Doch jetzt droht ihnen das Aus. Denn die Reform des Betreuungsrechts, die am 1. Januar 2023 in Kraft tritt, bekräftigt zwar ausdrücklich der Anspruch anerkannter Betreuungsvereine auf eine bedarfsgerechte finanzielle Ausstattung mit öffentlichen Mitteln - das Nähere ist aber im Landesrecht zu regeln. Auch in Sachsen wird es ein Gesetz zur Ausführung des Betreuungsrechts geben, das die künftige Finanzierung bestimmt. Es ist jedoch noch immer nicht beschlossen. Zudem droht mit dem vorliegenden Entwurf, der am kommenden Donnerstag den Landtag passieren soll, für die diakonischen Betreuungsvereine das finanzielle Aus.

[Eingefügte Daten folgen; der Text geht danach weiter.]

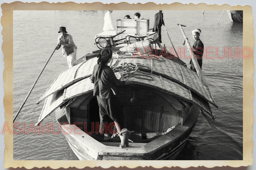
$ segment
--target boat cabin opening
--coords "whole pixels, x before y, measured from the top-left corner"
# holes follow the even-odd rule
[[[175,126],[182,125],[191,109],[189,103],[150,87],[118,87],[118,94],[115,97],[118,98],[122,110],[119,115],[123,124],[124,127],[121,128],[134,131],[130,138],[134,142],[149,142]],[[77,98],[66,110],[71,124],[75,124],[94,138],[98,138],[99,106],[92,91]],[[107,116],[107,125],[113,125],[113,121]]]

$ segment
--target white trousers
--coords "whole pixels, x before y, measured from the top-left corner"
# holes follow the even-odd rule
[[[69,66],[69,68],[71,68],[74,65],[74,62],[76,60],[76,50],[73,48],[74,52],[70,54],[69,56],[67,56],[67,54],[65,54],[65,56],[67,57],[67,61],[68,62],[68,65]]]

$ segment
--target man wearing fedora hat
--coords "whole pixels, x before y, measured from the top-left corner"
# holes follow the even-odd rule
[[[58,37],[58,45],[55,47],[56,50],[58,50],[61,46],[63,45],[63,57],[67,57],[67,61],[69,68],[72,68],[74,65],[74,62],[76,59],[76,49],[77,47],[73,41],[73,38],[71,35],[67,34],[66,27],[61,26],[58,32],[61,35]]]

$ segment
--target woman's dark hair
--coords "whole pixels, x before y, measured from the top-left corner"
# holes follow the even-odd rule
[[[137,16],[139,18],[140,17],[140,14],[139,12],[136,12],[134,15],[136,16]]]

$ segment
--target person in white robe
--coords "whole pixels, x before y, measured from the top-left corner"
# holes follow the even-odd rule
[[[112,21],[112,16],[111,13],[113,11],[108,11],[105,14],[104,17],[104,25],[103,26],[103,31],[113,31],[115,28],[113,25]]]

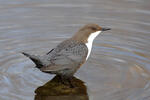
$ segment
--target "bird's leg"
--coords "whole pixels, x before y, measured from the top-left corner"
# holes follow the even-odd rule
[[[70,88],[74,88],[75,86],[72,83],[72,77],[68,78],[67,80],[69,82]]]
[[[60,82],[61,82],[62,84],[64,84],[64,85],[65,85],[64,77],[63,77],[63,76],[61,76],[61,75],[59,75],[59,79],[60,79]]]

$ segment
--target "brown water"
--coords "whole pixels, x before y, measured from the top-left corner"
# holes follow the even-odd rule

„Die Betreuungsvereine sind fassungslos. Nicht nur, dass wir Stand heute nicht planen können, wie es 2023 weitergehen soll, weil es keine belastbaren Finanzzusagen gibt. Und der uns vorliegende Gesetzentwurf kann auch nach letzter Nachbesserung bundesweit nur als Negativbeispiel gelten!“, sagt Janet Roth, Geschäftsführerin des Betreuungsvereins Mittweida e.V. “Er geht völlig an der Realität vorbei, weil er keine ausreichende Finanzierung vorsieht, sondern einen Leistungskatalog, der eine Grundvergütung von 10.000 Euro pro Jahr gewährt und eine maximale Finanzierungssumme von 44.000 Euro ermöglicht, deren Kriterien aber schlicht unerfüllbar sind.“  Das Änderungsgesetz solle zwar noch Verbesserungen erfahren, u.a. solle die Grundvergütung auf 16.000 Euro/Jahr angehoben werden – aber auch das reiche nicht aus. Ein weiteres großes Problem sei die im Gesetz vorgesehene nachträgliche Vergütung der Leistungserbringung. „Der Antrag kann erst sechs Monate später gestellt werden, dann muss über den Antrag entschieden und die Zahlung angewiesen werden – es vergeht also realistisch deutlich mehr als ein halbes Jahr; somit müssen Betreuungsvereine in Vorkasse gehen anstelle einer vorfinanzierten planbaren Zahlung. Das ist für uns und unsere Liquidität der Todesstoß!“, warnt Roth.

Die Betreuungsvereine fordern daher eine im Gesetz vorgeschriebene verlässliche, planbare Zuweisung in Form der Finanzierung einer Stelle pro 100.000 Einwohner - wie in den meisten anderen Bundesländern auch. Damit lasse sich planen und arbeiten und so dem Gedanken des Gesetzgebers auf Stärkung des Ehrenamtes Rechnung tragen. Auch die Querschnittsarbeit im Verein sollte mit einer festen, fortlaufend gewährten Summe unterstützt werden.

Hintergrund: Eine Betreuung ist immer dann erforderlich, wenn ein volljähriger Mensch seine rechtlichen Angelegenheiten auf Grund einer psychischen Erkrankung oder geistigen, seelischen oder körperlichen Behinderung nicht oder nicht umfassend selbständig erledigen kann. Ehrenamtliche Betreuer und Betreuerinnen haben in der Regel dazu mehr Zeit. Die beruflichen Betreuer und Betreuerinnen der Betreuungsvereine leiden darunter, dass die seit Jahren gedeckelte Refinanzierung über Fallpauschalen im Grunde nicht ausreicht und nur über eine Steigerung der Fallzahlen auszugleichen ist - was einer fachlich gut geführten beruflichen Betreuung entgegenläuft. Auch die ausreichende Finanzierung der Querschnittsarbeit von Betreuungsvereinen ist daher ein wichtiger Gesichtspunkt. Denn Betreuungsvereine gewinnen nicht nur neue Ehrenamtliche, sie sind auch eine ständige Anlaufstelle für alle Betreuerinnen und Betreuer und stehen ihnen mit Rat und Tat, ihrem ganzen Fachwissen und ihrer Erfahrung zur Seite. Was nötig ist, denn falsche Vorstellungen von den Aufgaben und Befugnissen eines Betreuers haben nicht nur Angehörige, sondern auch Banken, ärztliches Personal und Behörden.